Lepiej uczyć się na cudzych...

lisek
Posty: 3
Rejestracja: 16.06.2004 18:49:31
Lokalizacja: Katowice
Kontakt:

Lepiej uczyć się na cudzych...

Post autor: lisek »

... błędach, więc w myśl tego powiedzenia mam kilka spostrzeżeń związanych z moją wczorajszą glebą...
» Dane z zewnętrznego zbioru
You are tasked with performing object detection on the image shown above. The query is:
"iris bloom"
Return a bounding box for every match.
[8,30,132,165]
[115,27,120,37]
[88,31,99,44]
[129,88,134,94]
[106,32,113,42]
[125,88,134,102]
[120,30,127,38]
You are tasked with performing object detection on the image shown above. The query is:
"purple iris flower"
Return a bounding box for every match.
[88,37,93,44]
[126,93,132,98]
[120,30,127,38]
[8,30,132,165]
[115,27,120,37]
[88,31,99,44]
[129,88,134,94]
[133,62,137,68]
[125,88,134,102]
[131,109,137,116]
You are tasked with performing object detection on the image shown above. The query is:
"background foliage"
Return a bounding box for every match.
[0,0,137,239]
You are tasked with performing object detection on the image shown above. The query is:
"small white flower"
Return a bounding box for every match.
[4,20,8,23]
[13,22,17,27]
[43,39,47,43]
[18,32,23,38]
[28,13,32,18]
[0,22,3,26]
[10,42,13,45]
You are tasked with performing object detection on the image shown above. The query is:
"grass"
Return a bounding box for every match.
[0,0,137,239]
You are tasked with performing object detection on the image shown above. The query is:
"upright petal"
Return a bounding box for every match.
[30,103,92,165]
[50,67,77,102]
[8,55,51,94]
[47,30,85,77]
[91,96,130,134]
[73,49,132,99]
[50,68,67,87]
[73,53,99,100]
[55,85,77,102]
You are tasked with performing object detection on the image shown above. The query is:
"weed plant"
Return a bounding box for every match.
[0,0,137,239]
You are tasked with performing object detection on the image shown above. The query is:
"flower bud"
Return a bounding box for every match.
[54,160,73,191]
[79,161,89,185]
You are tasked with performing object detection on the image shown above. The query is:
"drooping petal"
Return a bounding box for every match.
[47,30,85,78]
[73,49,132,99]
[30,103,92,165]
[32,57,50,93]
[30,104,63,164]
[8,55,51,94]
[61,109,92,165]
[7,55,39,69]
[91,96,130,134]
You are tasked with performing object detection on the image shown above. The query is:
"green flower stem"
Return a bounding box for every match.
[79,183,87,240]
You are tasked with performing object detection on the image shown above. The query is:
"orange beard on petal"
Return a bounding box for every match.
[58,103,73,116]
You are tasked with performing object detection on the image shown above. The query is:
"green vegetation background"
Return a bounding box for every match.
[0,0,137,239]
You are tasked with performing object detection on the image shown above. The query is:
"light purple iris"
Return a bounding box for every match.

1. Nie skacz ze schodów jak już jest ciemno i ledwo widać gdzie się zaczynają, a co dopiero gdzie się kończą
2. Jak zrobiłeś z kolesiami 50 km to nie myśl że bedziesz świeżutki i w pełni sił
2. Tym samym nie rwij za mocno kiery myśląc że lepiej za mocno niż za słabo bo rower może ci spierdzielić spod tyłka przy lądowaniu
3. Trzymać ręke na tylnym hamulcu chociażby nie wiem co - może bym zdążył zahamować, postawiło by mi rower na 2 koła i nie walnąłbym na plecy / dupę / łokcie
4. Wreszcie zastanowić się 2 razy zanim próbujesz czegoś do czego nie jesteś przekonany
5. Do tego jeszcze kilka godzin wcześniej przebiegł mi droge pieprzony czarny kot - niby nie jestem przesądny ale coś w tym jest...

Boli mnie miednica, mam szrame na plecach, a na dużej części łokcia brakuje mi skóry...

Chyba warto zastanowić się nad ochraniaczami na łokcie i nie tylko...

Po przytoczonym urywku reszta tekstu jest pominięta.